[nvptx] Add bar.warp.sync
On a GT 1030 (sm_61), with driver version 470.94 I run into:
...
FAIL: libgomp.oacc-c/../libgomp.oacc-c-c++-common/parallel-dims.c \
-DACC_DEVICE_TYPE_nvidia=1 -DACC_MEM_SHARED=0 -foffload=nvptx-none \
-O2 execution test
...
which minimizes to the same test-case as listed in commit "[nvptx] Update
default ptx isa to 6.3".
The first divergent branch looks like:
...
{
.reg .u32 %x;
mov.u32 %x,%tid.x;
setp.ne.u32 %r59,%x,0;
}
@ %r59 bra $L15;
mov.u64 %r48,%ar0;
mov.u32 %r22,2;
ld.u64 %r53,[%r48];
mov.u32 %r55,%r22;
mov.u32 %r54,1;
$L15:
...
and when inspecting the generated SASS, the branch is not setup as a divergent
branch, but instead as a regular branch.
This causes us to execute a shfl.sync insn in divergent mode, which is likely
to cause trouble given a remark in the ptx isa version 6.3, which mentions
that for .target sm_6x or below, all threads must excute the same
shfl.sync instruction in convergence.
Fix this by placing a "bar.warp.sync 0xffffffff" at the desired convergence
point (in the example above, after $L15).

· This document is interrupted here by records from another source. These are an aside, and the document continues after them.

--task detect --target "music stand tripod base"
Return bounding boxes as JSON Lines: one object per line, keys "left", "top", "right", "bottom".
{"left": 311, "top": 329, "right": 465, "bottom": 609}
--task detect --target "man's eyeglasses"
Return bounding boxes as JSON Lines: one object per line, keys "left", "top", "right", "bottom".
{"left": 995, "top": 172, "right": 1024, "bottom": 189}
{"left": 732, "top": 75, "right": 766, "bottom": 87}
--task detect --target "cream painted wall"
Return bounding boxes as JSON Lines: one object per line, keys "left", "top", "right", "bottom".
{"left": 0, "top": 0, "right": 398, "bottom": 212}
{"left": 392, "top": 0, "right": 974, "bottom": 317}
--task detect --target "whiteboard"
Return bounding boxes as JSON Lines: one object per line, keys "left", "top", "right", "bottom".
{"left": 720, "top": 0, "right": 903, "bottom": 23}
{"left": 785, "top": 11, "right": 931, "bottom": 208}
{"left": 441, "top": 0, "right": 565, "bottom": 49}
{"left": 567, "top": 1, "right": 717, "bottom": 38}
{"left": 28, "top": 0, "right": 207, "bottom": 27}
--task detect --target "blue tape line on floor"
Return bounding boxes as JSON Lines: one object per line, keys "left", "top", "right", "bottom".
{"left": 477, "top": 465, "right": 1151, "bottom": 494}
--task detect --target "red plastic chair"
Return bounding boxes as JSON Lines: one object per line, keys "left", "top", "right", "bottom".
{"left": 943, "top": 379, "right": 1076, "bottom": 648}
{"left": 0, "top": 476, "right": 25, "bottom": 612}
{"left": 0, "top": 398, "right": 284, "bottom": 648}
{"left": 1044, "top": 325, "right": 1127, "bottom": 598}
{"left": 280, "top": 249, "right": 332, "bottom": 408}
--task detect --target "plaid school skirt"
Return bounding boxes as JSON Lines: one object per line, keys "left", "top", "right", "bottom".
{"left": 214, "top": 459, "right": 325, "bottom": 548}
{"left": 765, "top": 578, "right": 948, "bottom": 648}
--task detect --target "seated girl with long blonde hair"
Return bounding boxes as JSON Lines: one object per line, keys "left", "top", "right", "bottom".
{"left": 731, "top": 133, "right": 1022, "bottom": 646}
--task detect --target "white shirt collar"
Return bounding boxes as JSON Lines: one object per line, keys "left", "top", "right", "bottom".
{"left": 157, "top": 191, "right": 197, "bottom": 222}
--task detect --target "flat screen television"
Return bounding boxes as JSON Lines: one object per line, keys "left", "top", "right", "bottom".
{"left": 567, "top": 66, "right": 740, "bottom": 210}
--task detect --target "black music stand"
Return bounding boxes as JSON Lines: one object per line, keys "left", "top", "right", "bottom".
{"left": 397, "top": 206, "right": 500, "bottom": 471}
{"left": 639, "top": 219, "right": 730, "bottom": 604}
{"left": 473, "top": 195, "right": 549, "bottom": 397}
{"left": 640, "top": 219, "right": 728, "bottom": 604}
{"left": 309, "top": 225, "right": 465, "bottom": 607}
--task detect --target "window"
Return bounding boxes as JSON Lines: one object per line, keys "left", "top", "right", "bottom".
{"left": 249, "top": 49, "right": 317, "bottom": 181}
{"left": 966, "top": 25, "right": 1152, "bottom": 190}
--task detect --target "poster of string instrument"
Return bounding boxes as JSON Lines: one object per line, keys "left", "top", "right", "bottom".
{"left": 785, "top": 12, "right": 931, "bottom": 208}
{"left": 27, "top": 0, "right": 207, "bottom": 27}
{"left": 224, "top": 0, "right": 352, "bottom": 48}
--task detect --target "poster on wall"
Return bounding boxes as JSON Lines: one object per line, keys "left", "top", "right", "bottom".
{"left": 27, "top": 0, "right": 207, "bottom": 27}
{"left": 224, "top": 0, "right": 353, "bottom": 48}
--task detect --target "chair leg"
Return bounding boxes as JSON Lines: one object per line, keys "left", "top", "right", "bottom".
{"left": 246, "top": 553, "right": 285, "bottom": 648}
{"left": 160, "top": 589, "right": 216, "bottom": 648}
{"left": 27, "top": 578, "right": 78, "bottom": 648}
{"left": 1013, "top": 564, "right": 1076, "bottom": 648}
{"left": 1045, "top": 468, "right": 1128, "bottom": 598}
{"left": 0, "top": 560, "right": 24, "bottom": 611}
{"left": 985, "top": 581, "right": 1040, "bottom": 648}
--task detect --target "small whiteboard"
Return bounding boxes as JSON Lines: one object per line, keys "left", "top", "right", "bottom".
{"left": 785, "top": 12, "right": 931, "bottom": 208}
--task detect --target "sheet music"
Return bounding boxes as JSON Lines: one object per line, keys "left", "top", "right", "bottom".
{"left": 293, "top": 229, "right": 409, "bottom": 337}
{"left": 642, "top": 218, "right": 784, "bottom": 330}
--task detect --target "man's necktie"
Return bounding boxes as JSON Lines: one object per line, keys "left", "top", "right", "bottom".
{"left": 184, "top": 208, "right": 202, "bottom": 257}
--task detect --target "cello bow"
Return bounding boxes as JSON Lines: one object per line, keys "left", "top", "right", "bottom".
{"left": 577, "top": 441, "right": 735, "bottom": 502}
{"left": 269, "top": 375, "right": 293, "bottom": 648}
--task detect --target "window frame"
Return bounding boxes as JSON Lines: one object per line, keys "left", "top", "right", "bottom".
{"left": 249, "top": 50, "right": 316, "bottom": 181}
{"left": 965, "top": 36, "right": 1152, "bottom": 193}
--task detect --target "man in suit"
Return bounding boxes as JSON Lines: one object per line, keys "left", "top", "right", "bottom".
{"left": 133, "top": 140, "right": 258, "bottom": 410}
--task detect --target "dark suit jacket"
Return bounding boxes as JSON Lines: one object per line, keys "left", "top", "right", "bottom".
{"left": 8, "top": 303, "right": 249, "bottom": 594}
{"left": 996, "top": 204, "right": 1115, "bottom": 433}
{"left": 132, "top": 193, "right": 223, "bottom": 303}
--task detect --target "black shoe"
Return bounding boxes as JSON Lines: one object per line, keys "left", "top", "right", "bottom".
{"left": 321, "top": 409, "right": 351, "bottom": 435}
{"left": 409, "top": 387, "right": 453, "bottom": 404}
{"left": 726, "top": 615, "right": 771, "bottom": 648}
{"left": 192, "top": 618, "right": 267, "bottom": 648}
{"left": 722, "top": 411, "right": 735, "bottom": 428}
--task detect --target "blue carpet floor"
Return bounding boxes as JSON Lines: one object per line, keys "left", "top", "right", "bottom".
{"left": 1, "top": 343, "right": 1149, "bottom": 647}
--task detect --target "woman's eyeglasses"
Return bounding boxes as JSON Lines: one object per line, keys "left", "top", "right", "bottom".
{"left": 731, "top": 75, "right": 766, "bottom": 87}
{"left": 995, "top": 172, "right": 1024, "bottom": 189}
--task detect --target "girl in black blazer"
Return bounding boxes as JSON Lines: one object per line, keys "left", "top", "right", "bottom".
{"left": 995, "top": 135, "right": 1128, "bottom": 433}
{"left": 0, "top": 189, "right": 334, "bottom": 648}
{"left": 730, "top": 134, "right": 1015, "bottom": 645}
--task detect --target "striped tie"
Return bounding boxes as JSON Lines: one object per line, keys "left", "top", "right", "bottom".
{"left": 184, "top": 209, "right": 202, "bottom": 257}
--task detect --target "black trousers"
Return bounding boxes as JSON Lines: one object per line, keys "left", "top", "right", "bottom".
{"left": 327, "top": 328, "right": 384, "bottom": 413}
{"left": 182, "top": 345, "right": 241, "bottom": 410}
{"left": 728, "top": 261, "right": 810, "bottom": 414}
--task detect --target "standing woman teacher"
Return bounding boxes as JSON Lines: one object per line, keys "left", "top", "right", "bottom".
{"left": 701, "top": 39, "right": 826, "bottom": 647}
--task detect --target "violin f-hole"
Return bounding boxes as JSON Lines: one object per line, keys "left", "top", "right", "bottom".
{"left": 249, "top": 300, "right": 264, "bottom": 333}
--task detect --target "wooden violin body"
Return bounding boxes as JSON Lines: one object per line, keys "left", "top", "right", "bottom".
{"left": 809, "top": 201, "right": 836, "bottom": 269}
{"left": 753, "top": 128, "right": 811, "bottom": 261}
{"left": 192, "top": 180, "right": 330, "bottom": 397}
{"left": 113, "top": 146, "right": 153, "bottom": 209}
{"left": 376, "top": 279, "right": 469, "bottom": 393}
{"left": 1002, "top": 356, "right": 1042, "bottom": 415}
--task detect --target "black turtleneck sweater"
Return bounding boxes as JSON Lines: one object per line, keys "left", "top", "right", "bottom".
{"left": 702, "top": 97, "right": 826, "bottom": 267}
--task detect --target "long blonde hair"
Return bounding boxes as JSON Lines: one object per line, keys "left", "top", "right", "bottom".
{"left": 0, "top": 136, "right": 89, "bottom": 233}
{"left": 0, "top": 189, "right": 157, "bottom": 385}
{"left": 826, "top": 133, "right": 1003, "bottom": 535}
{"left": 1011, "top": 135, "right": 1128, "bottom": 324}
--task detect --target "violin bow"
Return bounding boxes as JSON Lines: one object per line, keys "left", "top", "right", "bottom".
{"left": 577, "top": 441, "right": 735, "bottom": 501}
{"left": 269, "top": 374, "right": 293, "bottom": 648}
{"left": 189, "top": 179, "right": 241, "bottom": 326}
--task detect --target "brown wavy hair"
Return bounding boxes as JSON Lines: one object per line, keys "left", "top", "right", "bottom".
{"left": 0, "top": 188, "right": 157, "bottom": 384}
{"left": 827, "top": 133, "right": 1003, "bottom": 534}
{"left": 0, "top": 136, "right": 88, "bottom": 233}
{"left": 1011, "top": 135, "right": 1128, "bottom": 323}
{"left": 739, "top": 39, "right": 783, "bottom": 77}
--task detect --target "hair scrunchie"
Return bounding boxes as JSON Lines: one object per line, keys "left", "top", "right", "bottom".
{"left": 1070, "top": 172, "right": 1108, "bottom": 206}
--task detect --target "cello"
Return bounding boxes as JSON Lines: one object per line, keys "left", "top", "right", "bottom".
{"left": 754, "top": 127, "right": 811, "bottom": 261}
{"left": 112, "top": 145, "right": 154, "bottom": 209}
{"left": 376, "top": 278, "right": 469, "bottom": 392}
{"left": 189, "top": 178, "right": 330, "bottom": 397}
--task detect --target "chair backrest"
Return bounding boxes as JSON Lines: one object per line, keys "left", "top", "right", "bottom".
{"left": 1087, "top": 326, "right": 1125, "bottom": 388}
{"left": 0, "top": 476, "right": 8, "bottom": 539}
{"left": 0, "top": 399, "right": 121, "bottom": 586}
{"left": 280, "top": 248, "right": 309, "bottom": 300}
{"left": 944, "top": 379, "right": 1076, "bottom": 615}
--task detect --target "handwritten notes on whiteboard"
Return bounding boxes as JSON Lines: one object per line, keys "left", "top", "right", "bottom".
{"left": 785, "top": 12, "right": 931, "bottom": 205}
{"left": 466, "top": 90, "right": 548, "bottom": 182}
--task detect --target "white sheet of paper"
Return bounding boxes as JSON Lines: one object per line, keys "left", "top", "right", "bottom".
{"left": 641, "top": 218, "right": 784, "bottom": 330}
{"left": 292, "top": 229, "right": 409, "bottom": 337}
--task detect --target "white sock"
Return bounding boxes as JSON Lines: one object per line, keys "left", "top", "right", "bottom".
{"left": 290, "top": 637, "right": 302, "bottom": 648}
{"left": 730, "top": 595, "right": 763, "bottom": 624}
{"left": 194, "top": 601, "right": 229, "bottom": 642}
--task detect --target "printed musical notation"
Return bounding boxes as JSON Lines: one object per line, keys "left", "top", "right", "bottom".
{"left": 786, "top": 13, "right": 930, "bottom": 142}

Tested on x86_64 with nvptx accelerator.
gcc/ChangeLog:
2022-01-31 Tom de Vries <tdevries@suse.de>
* config/nvptx/nvptx.cc (nvptx_single): Use nvptx_warpsync.
* config/nvptx/nvptx.md (define_c_enum "unspecv"): Add
UNSPECV_WARPSYNC.
(define_insn "nvptx_warpsync"): New define_insn.